IMF Completes Staff-Monitored Program Discussions with Zimbabwe
The International Monetary Fund (IMF) has concluded its latest mission to Zimbabwe, advancing discussions on a Staff-Monitored Program (SMP) aimed at stabilizing the economy and supporting the country’s debt resolution efforts. The mission, led by IMF official Wojciech Maliszewski, assessed Zimbabwe’s economic performance and policy measures amid ongoing fiscal challenges.
According to the IMF, Zimbabwe’s economic growth slowed significantly in 2024, dropping from 5.3% to 2% due to the El Niño-induced drought, which reduced agricultural output by 15%. Other contributing factors included decreased electricity production and falling prices for key mineral exports like platinum and lithium.
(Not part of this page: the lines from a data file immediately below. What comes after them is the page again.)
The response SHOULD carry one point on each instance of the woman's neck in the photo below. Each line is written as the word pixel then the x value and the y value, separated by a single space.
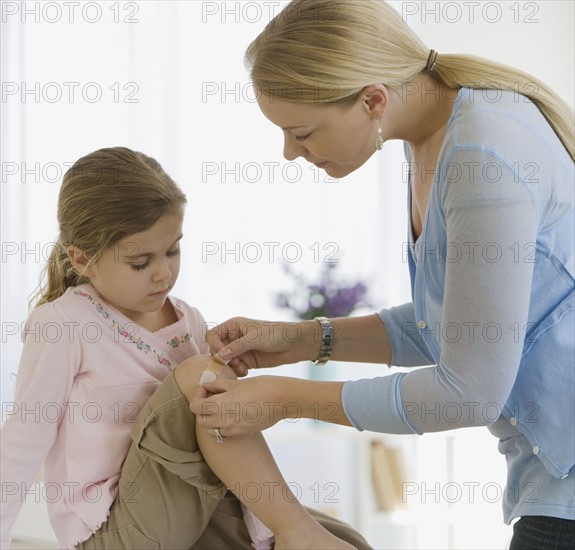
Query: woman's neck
pixel 419 114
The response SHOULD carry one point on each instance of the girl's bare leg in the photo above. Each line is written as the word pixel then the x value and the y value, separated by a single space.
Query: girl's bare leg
pixel 246 466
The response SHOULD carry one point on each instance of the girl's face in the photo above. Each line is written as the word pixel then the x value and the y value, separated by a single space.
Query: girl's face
pixel 137 273
pixel 337 139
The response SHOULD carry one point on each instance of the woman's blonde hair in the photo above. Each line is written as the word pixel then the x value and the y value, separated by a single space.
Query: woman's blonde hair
pixel 105 196
pixel 328 51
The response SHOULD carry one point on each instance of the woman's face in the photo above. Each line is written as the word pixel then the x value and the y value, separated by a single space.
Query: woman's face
pixel 337 139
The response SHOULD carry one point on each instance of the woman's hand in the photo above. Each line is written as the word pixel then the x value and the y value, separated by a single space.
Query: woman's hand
pixel 251 344
pixel 238 407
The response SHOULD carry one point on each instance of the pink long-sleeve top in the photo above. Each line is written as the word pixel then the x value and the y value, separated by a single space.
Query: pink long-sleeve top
pixel 85 372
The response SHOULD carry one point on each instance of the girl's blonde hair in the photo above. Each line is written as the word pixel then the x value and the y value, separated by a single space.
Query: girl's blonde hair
pixel 105 196
pixel 328 51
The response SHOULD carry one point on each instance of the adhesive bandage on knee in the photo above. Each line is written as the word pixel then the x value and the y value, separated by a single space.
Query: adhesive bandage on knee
pixel 211 372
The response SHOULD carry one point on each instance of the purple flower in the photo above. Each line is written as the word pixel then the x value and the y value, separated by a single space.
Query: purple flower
pixel 328 298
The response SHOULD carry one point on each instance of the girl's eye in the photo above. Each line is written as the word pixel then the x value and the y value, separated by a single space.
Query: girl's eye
pixel 138 267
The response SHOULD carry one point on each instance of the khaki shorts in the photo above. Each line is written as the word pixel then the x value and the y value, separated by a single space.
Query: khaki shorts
pixel 169 498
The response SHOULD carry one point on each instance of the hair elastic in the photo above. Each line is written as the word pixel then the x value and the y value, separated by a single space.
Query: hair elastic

However, strong remittances helped maintain economic activity, especially in domestic trade, services, and construction, leading to an estimated current account surplus of US$500 million (1.4% of GDP).
Despite economic pressures, the Zimbabwean government managed to limit the 2024 budget deficit to 1% of GDP, thanks to strong revenue collection. However, the transfer of the Reserve Bank of Zimbabwe’s (RBZ) quasi-fiscal operations to the Treasury led to increased fiscal strain. This resulted in the accumulation of domestic expenditure arrears, prompting the government to implement emergency spending cuts.
Looking ahead, the IMF projects Zimbabwe’s economy to grow by 6% in 2025, with improved agricultural output expected due to better climate conditions and a projected increase in global trade activity. In response to these challenges and opportunities, the Zimbabwean government has requested an SMP to support economic stabilization and re-engagement with international creditors.
The SMP will focus on four key areas: fiscal discipline to avoid excessive government borrowing, addressing off-budget fiscal risks such as those linked to the Mutapa Investment Fund, strengthening the monetary policy framework for the ZiG currency, and enhancing economic governance to improve transparency and accountability.
While Zimbabwe continues its Structured Dialogue Platform (SDP) with international creditors, the IMF made it clear that it cannot currently provide financial assistance due to Zimbabwe’s unsustainable debt and official external arrears. Any future IMF financial support would require a clear debt restructuring plan and strong policy commitments from the Zimbabwean authorities.
During the mission, IMF representatives engaged with top government officials, including Finance Minister Prof. Mthuli Ncube, RBZ Governor Dr. John Mushayavanhu, and senior government officials. The delegation also held discussions with members of Parliament, private sector stakeholders, civil society, and international development partners.
The IMF reaffirmed its commitment to providing policy guidance and technical support in areas such as revenue collection, financial supervision, debt management, and economic governance.
Zimbabwean authorities expressed optimism that the SMP would enhance policy credibility, support economic reforms, and help restore investor confidence in the country.